It all started eighteen months ago…
Cheap, small, curvaceous but not as slender as more expensive models my droid arrived late and wasn’t quite what I’d ordered…
The picture showed a proper USB port, this didn’t have one but never mind.
I’d been contemplating a tablet computer for a while but wasn’t sure I’d get much use from one so I didn’t want to splash out on a Samsung or Asus I might regret getting. I could see the advantage of a handheld, touchscreen computer for web browsing, picture and video viewing, quick email or Facebook viewing and so on especially since Apple and Google had managed to make operating systems that suited the way people would use them, i.e. with fingers, and because unlike previous tablets they ran smartphone software not desktop software they could be smaller and lighter.

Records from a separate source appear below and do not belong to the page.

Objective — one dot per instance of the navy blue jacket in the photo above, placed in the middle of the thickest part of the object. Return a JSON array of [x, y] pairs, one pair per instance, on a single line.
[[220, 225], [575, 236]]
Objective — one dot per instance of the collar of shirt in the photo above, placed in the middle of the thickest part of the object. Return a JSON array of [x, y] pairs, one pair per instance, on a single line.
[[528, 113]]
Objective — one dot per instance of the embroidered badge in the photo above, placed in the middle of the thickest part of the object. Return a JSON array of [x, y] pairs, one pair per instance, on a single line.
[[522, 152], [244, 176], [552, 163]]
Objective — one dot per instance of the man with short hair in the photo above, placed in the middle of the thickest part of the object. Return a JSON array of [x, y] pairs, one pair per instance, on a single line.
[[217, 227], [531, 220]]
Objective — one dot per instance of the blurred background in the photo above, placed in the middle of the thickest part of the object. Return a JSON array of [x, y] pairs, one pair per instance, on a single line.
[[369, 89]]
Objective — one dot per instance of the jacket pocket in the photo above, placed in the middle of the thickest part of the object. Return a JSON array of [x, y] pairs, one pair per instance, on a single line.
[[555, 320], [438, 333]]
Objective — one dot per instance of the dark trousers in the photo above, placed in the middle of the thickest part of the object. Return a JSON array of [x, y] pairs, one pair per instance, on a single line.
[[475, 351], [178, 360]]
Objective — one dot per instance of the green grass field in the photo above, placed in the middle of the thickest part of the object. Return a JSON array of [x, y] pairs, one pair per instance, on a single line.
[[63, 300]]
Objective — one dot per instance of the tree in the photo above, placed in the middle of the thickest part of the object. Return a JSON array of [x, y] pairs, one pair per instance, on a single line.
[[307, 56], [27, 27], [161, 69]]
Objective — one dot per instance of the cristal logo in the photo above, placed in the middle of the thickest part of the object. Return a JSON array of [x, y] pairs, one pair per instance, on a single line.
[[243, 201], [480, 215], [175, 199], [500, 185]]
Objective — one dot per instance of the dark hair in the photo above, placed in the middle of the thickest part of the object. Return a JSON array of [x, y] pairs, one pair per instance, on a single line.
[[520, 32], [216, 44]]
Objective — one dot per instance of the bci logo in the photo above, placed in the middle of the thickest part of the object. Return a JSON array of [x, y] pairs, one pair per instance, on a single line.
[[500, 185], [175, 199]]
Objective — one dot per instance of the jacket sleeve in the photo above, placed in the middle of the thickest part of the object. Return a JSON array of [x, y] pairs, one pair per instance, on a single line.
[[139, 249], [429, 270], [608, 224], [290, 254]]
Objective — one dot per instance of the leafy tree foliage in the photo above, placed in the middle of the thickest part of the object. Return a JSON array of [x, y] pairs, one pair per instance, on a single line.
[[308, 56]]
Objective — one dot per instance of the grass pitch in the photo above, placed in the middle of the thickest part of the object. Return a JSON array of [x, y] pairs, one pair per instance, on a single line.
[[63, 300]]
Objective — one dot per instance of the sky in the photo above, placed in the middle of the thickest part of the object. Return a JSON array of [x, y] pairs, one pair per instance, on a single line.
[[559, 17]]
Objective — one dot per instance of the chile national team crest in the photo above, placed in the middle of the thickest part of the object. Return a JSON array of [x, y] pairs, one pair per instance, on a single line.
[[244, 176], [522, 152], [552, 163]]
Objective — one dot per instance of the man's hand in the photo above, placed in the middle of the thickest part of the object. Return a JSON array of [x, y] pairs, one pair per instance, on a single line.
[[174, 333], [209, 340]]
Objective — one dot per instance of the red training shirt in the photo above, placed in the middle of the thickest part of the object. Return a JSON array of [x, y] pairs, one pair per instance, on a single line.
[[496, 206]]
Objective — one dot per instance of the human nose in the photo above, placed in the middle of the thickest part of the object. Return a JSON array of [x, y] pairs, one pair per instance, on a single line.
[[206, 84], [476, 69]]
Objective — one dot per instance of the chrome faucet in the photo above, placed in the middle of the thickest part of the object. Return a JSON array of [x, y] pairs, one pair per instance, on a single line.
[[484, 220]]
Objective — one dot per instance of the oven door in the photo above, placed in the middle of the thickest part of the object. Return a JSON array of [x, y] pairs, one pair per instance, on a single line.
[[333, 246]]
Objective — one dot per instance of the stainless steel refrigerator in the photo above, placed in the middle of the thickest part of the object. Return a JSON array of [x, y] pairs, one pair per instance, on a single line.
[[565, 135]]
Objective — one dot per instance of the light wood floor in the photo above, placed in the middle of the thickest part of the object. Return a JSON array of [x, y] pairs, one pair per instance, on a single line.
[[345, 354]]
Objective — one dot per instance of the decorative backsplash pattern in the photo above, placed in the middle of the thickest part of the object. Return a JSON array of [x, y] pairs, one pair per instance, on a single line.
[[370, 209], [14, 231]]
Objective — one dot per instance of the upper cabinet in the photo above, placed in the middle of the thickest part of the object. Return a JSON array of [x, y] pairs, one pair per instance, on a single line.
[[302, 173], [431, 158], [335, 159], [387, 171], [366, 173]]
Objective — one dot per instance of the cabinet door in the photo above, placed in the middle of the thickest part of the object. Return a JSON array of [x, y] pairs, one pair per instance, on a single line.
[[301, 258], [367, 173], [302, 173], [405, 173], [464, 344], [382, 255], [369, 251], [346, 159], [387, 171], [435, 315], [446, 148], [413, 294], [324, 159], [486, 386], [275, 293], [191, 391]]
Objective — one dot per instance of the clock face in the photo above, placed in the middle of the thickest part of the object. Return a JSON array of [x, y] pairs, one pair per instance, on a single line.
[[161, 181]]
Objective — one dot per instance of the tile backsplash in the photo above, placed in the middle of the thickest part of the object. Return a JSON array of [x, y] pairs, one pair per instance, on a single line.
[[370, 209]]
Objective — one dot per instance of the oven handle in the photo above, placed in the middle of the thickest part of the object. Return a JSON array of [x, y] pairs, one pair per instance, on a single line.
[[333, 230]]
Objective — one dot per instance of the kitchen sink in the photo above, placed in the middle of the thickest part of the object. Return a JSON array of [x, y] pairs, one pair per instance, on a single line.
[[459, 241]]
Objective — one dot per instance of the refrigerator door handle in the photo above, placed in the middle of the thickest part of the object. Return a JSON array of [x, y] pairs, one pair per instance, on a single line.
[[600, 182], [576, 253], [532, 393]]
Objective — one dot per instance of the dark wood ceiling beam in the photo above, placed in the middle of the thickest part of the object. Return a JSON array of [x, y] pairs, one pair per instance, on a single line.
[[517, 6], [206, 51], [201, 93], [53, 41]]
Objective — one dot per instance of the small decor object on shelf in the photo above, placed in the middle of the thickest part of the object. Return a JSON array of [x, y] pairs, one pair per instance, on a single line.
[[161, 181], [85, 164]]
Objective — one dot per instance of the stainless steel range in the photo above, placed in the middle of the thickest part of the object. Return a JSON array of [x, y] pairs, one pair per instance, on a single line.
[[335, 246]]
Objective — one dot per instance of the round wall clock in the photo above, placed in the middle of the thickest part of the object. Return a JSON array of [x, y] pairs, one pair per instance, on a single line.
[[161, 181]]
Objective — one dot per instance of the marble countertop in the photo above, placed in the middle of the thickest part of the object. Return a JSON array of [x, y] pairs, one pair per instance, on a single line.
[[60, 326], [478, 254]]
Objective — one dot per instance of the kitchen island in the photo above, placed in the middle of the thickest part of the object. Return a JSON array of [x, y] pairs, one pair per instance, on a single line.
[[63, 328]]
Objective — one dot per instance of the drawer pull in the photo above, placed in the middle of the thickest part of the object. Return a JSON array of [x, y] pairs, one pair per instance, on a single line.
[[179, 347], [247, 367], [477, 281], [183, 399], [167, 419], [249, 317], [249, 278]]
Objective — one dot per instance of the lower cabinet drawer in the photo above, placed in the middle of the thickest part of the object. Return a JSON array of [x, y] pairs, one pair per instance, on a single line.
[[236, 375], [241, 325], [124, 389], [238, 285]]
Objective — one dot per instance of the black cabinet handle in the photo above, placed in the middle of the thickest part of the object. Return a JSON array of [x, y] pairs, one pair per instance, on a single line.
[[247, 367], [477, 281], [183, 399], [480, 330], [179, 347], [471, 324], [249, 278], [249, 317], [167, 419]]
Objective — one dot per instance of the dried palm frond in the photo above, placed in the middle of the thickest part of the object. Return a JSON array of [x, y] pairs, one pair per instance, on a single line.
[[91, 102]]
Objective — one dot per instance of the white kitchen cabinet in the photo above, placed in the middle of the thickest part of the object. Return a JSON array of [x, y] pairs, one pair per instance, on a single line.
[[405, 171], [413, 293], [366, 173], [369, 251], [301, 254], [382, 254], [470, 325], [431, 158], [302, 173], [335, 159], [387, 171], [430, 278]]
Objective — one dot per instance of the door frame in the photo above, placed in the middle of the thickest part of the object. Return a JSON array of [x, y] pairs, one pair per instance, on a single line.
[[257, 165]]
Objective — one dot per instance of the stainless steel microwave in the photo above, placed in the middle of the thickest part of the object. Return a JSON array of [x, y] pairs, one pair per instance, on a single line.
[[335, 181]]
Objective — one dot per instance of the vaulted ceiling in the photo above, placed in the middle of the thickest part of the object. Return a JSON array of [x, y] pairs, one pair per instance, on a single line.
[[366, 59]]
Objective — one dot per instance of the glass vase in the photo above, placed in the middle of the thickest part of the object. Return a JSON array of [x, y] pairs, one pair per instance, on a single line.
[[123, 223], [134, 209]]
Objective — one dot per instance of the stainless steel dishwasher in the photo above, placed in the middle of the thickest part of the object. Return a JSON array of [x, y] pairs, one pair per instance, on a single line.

My MID Epad looked like a shrunken iPad and even came in a very nice, Apple-esque box with a magnetic closure and it was packed with technology that iPad owners would snigger at; old-fashioned resistive touchscreen, an old processor, little memory, low-res screen, plastic back – PLASTIC! Short battery life. Not being a perfectionist and being careful financially with such experiments I accepted that what I had wasn’t cutting edge, so far from cutting edge in fact that you could butter bread with it. Anyway, it was quick enough to play videos, the screen responded well enough to flick through ebooks. I could even play Angry Birds.
The first problem was that these tablets come with Android but are not approved by Google so can’t access many of the apps in the Play Store, the default Google apps such as the contacts app won’t synchronise properly and often you don’t get updates. For some these are not problems, if all you want is to browse and get email and read ebooks. Gizmodo UK recently proclaimed that chinese tablets were all “crappy” and that Google was having to keep Android open to support this flow of effluent but it depends on how you define crappy, what you find acceptable and whether you’re looking at your £65 tablet from the point of view of a well paid tech journalist, someone who just wants to look at the odd web page or a blogger on the minimum wage.
It niggled me admittedly but again I lived with it and was able to get round the issues in a way that isn’t possible with out of the box Apple devices – I put apps on manually, sideloaded them, having downloaded them from app sites. Most were old versions and again they wouldn’t get updates. Playing videos from the computer required some research on how to make the software access a shared network drive, though as usual the net provided excellent step-by-step guides, though if anyone mentions the word Samba near me I may cry. Ok, so it didn’t “just work” as certain fruity products are supposed to do but as a bit of a geek it was interesting. The hair I pulled out has grown back.
It was a challenging device all in all – it had to be charged after a couple of hours use so I had to make an adaptor lead so I didn’t have to sit two feet away from where the power supply plugged in and so I could have a right-angle plug into the device. Sometimes the internet browsing was painfully slow. I loved reading books on it, even using it in a tent in the middle of the Lake District until the battery died again, though using it outside in sunlight was out of the question – one-nil to Kindle and paper. Being non-approved some of the apps I wanted I just couldn’t have, and the dream of sharing data across computer, phone and tablet would have to wait a while.
The more I used it though the more I saw that the arguments of those people on gadget blogs who complained that tablets were too simplistic, that you “can’t code on them”, and so on were wrong. The tablet is the perfect consumption device, I can lounge on the sofa and read the news, read a book, browse a website, check mail, listen to music or watch video streamed from my computer, I even have apps filled with tasty recipes which I haven’t yet got round to cooking. I can share things I’m interested in there and then, add to my read it later.
Now, of course, this is well known and Kindle Fires, Nexus 7s and iPad Minis have been this years big Christmas gift – my mum got a Kindle Fire for her birthday last week because it was the perfect computer for her; so simple to use, just point and tap to read, browse the net or get more books or games. I now have an Sony Xperia Android smartphone and a Nexus 7 tablet myself, both have newer versions of the software, I can listen to music via bluetooth from either and do even more than with my Chinese Droid, my emails, contacts, to do lists, notebooks, reading lists and bookmarks are automatically synced and available wherever I want them, all from small, thin light devices.
I remember seeing 2001: A Space Odyssey, Star Trek and similar, seeing those little pads of information and thinking how great it would be to have all that in your hand. And it is. Amazing.